There is no escaping that these photos are basically marketing (where people are shown there is always a camera in sight) but the fascinating thing about them is the way they capture white middle-class aspirations of fun times with their carefully posed tableaus of everyday life in bright colors. Three-quarters of the series were taken by Kodak staff photographers and the rest by professional freelancers including landscapes by Ansel Adams, who said his efforts were '...aesthetically inconsequential but technically remarkable'. Norman Rockwell apparently art directed some scenes and I guess he was in his element because so many of the photos show potential Saturday Evening Post cover material.
My only criticism of this handsome little book is that there aren't enough of the 565 photos in the book, only forty-three are shown as feature images. Considering how nostalgic these now look I would have loved to see at least a hundred or so, presented in a coffee-table style large book.
Incidentally, put Kodak Colorama into your favorite search engine and you can see a website devoted to the program, with some interesting technical shots of how these huge transparencies were created.
***FOR AN INSIDE LOOK click 'customer images' under the cover.
Nostalgia Revisited Oct 9, 2005
I appreciated this book for the nostalgia factor. Too young to have seen these photos the first time around, I enjoyed seeing scenes from a happier era. I especially liked the photos from around the NY area including upstate NY and Connecticut.
A missed opportunity Aug 3, 2005
Whilst the content is exclusive, the editorial well and knowledgeably written, and providing a facinating insight into the political and cultural mores of the United States through these originally impressive still lives, this book is ultimately a disappointment. The idea that you can take photographs that are astonishing for their sheer size and scale (their whole raison d'etre) and then publishing them in a book smaller than a regular A5 hardback is utterly absurd, presenting them with a fold in nearly every picture and losing any possible sense of scale. The publishers have missed a great opportunity here.
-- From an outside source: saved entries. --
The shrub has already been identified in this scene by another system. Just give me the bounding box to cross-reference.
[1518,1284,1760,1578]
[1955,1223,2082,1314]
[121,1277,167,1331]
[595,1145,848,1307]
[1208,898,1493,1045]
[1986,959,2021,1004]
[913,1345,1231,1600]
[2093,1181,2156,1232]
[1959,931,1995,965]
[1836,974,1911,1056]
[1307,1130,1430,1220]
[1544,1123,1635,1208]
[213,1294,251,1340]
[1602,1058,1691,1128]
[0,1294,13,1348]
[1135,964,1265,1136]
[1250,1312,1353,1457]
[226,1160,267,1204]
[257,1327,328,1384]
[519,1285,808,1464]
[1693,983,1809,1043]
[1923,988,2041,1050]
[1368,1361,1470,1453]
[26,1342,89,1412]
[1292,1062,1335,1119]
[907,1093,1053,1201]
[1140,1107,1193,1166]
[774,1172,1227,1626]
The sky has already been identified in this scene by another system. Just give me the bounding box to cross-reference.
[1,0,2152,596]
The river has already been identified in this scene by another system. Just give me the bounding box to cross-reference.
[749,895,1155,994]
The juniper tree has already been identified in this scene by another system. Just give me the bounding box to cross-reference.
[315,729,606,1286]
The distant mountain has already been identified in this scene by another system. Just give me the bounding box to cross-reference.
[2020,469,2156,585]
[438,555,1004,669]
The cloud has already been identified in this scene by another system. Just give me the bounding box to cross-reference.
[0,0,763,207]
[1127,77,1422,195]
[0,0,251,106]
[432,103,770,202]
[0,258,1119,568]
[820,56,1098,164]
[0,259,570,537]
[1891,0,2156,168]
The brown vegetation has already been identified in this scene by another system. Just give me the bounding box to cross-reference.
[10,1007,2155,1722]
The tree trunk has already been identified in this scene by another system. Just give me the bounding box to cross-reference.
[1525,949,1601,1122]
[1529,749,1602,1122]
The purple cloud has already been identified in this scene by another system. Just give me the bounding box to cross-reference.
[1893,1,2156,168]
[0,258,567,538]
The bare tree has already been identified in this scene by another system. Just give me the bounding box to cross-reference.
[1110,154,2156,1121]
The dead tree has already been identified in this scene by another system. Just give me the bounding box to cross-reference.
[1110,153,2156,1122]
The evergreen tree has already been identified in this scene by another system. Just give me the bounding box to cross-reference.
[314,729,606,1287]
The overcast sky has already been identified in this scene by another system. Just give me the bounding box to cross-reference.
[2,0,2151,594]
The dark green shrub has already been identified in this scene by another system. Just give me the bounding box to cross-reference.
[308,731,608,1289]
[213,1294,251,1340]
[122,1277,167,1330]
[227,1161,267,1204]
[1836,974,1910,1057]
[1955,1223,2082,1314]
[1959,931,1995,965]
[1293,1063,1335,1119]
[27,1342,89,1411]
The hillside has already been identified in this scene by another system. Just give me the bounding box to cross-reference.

Beautiful photography, good critical essays Nov 16, 2004
This compilation of Kodak's Coloramas is a great start and I hope there will be more scholarship available on the subject. The essays are suprisingly critical and provide some good insights on the societal/cultural implications of the advertisments. I only wish there were more of them. Also, this is not a complete collection of the images, which would also be great. Overall, a nice coffee table book, just wish there was more of everything.